Friday, September 28, 2007

Giving up and making sacrifices

Any mom will tell you that sacrifices come with the job. Heck, we sacrifice for almost anything. But, being a mom is a different kind of sacrifice. This week I turned down my dream job. The right money, the right people, the right experience just the wrong drive. The job was an hour and a half away. It would require a move closer in order to ensure my kids weren't in daycare for too many hours in a day. So, I gave it up. I cried. I actually cried over a job I never started. But, it made me realize just how hard being a mom is in today's world. We are raised to push for the best, the most, and getting there is extrememly difficult.
I wanted this more than anything. I wanted to be back in the corporate world wearing a suit to work everyday. I wanted to feel like an adult again. Some people can handle staying home and some people can't...I just can't.
Yesterday, the day I turned the job down, was my son's third birthday. Perhaps I can call it a birthday present to him. I learned that sometimes the sacrifice isn't worth it. Right now, I need to sing to him...he's jumping on the bed...one little monkey jumping on the bed...

Sunday, September 16, 2007

I did it!

I was offered a 90-day try out with a PR agency and I'm going to take it. Its a big drive but its the perfect experience for me and a fantastic group of people.
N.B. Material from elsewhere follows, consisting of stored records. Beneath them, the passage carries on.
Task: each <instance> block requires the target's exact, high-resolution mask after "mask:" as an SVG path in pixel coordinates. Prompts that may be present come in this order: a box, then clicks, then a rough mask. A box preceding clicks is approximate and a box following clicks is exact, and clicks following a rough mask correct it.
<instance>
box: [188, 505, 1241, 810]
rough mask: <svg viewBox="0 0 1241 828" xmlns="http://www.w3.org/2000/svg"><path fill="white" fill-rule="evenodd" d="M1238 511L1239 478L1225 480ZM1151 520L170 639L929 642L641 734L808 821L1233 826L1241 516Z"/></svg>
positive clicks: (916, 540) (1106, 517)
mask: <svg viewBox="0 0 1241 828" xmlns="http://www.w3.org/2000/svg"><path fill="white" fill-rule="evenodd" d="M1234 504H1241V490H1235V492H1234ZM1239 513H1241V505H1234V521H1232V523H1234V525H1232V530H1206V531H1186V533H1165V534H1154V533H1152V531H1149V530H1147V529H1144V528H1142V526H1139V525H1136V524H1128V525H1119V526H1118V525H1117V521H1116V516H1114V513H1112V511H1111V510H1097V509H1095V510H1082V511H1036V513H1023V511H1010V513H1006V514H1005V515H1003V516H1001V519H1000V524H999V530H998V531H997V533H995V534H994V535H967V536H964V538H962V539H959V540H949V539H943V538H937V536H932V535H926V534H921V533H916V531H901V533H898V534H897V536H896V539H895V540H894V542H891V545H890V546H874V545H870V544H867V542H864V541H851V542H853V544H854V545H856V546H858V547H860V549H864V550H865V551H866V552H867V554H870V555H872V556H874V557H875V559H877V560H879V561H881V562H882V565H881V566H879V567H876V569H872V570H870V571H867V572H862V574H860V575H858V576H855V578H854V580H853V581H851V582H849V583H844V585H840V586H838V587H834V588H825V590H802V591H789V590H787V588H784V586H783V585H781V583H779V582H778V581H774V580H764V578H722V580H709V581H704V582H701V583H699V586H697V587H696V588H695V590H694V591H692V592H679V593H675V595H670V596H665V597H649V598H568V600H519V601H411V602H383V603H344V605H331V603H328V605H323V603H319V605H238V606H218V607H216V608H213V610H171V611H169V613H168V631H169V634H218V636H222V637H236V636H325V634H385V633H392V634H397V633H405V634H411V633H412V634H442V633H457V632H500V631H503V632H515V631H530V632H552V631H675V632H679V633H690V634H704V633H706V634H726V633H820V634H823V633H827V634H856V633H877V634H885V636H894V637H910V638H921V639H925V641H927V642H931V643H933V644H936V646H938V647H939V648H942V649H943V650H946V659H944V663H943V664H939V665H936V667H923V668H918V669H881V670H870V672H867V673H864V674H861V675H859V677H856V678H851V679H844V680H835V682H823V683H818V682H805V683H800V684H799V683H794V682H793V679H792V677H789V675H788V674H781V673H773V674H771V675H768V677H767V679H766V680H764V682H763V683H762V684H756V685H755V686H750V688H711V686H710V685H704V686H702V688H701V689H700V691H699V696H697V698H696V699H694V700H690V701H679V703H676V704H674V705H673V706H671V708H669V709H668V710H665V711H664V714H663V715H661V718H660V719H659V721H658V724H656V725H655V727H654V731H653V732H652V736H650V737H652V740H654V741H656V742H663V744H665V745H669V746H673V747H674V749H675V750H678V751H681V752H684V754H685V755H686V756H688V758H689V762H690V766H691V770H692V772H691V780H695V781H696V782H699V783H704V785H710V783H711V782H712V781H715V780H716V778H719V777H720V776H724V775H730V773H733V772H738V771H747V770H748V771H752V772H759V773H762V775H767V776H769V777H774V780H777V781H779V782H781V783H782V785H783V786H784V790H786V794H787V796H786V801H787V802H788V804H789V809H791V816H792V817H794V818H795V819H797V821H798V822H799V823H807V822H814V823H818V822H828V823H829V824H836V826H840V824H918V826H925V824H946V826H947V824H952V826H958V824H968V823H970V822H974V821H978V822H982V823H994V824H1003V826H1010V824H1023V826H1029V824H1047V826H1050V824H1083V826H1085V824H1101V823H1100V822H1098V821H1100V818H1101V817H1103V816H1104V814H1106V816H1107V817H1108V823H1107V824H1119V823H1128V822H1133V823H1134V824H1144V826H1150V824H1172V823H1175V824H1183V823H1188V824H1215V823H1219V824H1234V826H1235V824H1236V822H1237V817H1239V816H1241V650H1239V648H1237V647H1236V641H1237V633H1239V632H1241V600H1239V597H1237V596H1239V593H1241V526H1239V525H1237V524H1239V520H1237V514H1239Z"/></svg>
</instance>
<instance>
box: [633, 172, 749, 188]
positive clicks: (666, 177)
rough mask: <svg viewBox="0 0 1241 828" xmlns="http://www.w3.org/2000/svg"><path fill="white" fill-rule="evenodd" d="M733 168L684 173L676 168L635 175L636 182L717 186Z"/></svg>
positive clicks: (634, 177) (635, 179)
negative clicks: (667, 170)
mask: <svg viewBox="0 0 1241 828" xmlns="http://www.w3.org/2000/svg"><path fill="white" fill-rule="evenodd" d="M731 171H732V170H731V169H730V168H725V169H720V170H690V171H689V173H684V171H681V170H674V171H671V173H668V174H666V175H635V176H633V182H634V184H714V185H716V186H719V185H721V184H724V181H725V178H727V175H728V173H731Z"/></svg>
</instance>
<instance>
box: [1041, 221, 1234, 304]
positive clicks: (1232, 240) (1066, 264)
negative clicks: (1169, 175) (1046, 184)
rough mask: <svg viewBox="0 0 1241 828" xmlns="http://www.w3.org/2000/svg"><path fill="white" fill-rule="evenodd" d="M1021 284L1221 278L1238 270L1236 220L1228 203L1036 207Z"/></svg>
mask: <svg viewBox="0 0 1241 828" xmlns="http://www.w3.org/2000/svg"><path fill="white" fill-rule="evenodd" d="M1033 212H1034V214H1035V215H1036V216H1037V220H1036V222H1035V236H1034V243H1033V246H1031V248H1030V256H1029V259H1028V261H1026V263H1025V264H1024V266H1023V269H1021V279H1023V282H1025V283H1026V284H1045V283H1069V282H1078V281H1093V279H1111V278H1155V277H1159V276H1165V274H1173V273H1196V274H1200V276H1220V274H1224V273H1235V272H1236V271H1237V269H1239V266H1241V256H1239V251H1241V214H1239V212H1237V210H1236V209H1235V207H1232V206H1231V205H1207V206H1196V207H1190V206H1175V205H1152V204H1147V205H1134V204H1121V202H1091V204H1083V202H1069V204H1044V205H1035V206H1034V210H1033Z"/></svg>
Its a big agency in the city run by some very ambitious folks and exactly what I need right now. I'm at my best when I love what I do at work. I find that I'm more comitted and its easier to dedicate so much time to something so I'm ecstatic! I will probably start as soon as I get home from this trip. I can't wait!

Wednesday, September 5, 2007

I'm ready for it all...

Last week I realized that its time for me to move back into the world of working moms. I love my kids and struggle with this decision but I truly believe that its the way for me.
I often think about what my kids will miss. There will be days that I leave for work before they are awake. There will be days that I don't get to tuck them in. But we've been through this before with our first son and I guess I believe we can do it again.

I believe if its something I want to happen I will make it happen. So, I'm going to give it a shot. I've begun my search for a job and am trying to balance career, money, and time with my family to find the best fit but its hard. In the small market we live in there's not much so a good job will be a big drive away. Am I willing to make that drive in order to keep my career moving up? Or do I need to take a lesser job, a less fulfilling job, a less progressive job so I can be home in 5 minutes? Ah, life as an Alpha Mom.